As the sky darkens and the sticky West African night settles in, zou glu - urban music - pounds from the speakers and customers begin trickling in. Jean-Baptiste Ahoure, the owner of this outdoor bar and restaurant, looks down at his gold watch and smiles. It will be a good night.
"People want to play, to come out," he says. "Because for so long, during the war, they had nowhere to go."
Just a few months ago, Ivory Coast looked as neighboring Liberia does today - a country split by warring factions, waiting for help from the outside world. In this city once known as the "Paris of Africa," months of curfews nearly bankrupted Abidjan businesses like Mr. Ahoure's.
Today, the country is firmly on the path to peace. A combination of international and regional military commitment and pressure for a negotiated settlement brought a rapid end to the standoff. It's a lesson that the United States and West African peacekeepers can look to as they turn their attention to neighboring Liberia, mired in nearly 15 years of on-again, off-again violence.

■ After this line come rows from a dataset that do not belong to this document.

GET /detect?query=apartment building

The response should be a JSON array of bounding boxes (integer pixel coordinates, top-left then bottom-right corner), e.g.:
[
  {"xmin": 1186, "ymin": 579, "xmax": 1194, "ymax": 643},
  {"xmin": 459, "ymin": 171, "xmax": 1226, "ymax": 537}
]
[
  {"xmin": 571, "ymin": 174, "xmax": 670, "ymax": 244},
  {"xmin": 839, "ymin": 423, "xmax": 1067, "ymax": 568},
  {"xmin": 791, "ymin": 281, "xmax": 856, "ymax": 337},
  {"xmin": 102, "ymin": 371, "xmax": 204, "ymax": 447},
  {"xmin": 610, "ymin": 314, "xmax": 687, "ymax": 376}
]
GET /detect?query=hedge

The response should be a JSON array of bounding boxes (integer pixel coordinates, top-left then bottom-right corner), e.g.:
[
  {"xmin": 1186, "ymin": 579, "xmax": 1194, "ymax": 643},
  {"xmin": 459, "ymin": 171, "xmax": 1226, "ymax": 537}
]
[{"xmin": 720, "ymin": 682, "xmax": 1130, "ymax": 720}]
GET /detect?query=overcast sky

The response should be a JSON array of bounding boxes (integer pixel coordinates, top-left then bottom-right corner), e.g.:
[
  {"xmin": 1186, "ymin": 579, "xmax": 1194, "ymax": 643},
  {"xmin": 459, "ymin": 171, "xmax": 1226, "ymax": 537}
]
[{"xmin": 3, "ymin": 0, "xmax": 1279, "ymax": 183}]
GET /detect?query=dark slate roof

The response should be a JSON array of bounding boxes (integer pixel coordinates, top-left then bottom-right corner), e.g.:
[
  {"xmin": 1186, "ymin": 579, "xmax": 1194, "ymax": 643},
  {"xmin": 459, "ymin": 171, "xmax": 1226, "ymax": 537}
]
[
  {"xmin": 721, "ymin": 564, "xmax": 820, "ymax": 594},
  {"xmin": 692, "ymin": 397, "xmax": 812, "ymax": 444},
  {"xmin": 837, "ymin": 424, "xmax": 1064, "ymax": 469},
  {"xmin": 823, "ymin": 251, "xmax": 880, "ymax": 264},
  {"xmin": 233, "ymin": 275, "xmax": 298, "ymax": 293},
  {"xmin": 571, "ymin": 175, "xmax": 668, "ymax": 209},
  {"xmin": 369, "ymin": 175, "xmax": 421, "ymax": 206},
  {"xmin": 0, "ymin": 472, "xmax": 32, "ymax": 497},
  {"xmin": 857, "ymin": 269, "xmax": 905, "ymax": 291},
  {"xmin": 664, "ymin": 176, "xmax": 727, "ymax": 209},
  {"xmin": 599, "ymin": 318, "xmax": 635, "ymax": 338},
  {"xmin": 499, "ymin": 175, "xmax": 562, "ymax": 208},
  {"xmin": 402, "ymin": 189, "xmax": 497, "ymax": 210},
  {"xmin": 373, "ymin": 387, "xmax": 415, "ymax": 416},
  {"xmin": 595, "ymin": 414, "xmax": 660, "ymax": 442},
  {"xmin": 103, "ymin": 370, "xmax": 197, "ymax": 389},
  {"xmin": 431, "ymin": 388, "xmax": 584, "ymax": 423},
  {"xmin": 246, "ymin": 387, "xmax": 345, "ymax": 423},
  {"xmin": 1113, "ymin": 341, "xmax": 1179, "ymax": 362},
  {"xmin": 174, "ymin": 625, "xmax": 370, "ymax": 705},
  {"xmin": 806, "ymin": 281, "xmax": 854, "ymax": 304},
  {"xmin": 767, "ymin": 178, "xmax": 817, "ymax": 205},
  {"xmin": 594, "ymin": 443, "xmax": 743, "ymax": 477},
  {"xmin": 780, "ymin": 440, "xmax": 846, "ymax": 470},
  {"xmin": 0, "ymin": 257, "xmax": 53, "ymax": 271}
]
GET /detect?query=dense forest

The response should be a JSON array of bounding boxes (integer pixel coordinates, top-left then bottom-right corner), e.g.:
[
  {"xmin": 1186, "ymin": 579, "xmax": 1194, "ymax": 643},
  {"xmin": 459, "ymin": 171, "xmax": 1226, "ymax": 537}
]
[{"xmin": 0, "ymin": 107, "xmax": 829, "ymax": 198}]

To be sure, all conflicts are different. Liberia's civil strife is far more entrenched than what emerged in Ivory Coast last year. Tuesday, government troops launched a counterattack against the port city of Buchanan, which rebels had taken the day before. A separate smaller rebel faction opened up a second front in the interior earlier in the week.
West African peacekeepers were supposed to head to Liberia Wednesday, but the latest unrest casts doubt on when their mission will begin. US troops, who are due to arrive off the coast by the end of the week, are expected to play only a supporting role.
Meanwhile, instead of festering like Liberia, life in Ivory Coast has mostly returned to normal. A new interim government has been installed and disarmament is under way.
"This is a good example for the African Union about how we should respond to crisis," says Nestor Djido, a spokesman for the West African force here, which operates under the Economic Community of West African States (ECOWAS), the same organization that is preparing to send peacekeepers to Liberia. "For the first time, the international community and Africans have worked together effectively in the resolution of a conflict. We know Africa, but need their support."
Ivory Coast's short-lived civil war began last September, when dissatisfied soldiers mutinied. After a few hours of fierce fighting here in the commercial capital, the rebels regrouped in the northern city of Bouake, and over the next few weeks consolidated control over most of the north and west. Within a month, the country was effectively partitioned.
The French, formerly Ivory Coast's colonial power, moved quickly to evacuate Westerners from rebel-held areas, but gradually expanded their role into peacekeeping. Essentially, they held the line between rebel and government forces, preventing either from advancing, and allowing West African negotiators to work on political settlement.
The fact that various Liberian rebel factions and the government have been battling next door for a decade and a half was not lost on the French.
"The example of Liberia was a good one for the French in Ivory Coast, because it showed that if the French troops had not intervened so quickly, we might have had long-term problems like Liberia," says Lt. Col. Jerôme Sallé, a spokesman for the French forces here. "The rapid response stopped the fighting and kept the status quo, allowing negotiations to take place."
West African peacekeepers from five nations followed the French after the cease-fire in October 2002, but their deployment was made possible only by massive support by the international community. French troops helped transport, uniform, and feed them, and now pay each of the 1,300 West African peacekeepers 26 € ($30) per day.
The US provided vehicles, which now patrol Abidjan and a "zone of confidence" through the center of the country that still keeps rebels and government troops apart.
The French still have 4,000 soldiers here and say they will stay on until peace is firmly cemented. West African forces are slowly taking over more responsibility and will lead the disarmament process.
Although both sides in the conflict still complain about French intervention, each saying that they would have won without their interference, even the most radical factions here are glad for the rapid resolution. And regular Ivorians are just happy that more bloodshed was averted.
There are still a number of potential stumbling blocks, including who will control two disputed ministries - defense and security - as well as an upcoming vote on amnesty for the warring parties. But since July 4, when rebel and government Army leaders together presented the president with a Kalashnikov rifle, the war has been considered over. The next battles here will be clashes of words, not arms.
"It's a reality," says Daniel Kossomina Ouattara, an official with the New Force, the name for Ivory Coast's three united rebel groups. "Peace is here."
Back at the outdoor restaurant, the white plastic chairs are filling up fast. Ahoure looks around, a green fluorescent light glinting on his face, and shakes his head.
"I don't understand why people fight for power," he says. "Africa should fight for development, to be like Europe and America. We all just want peace."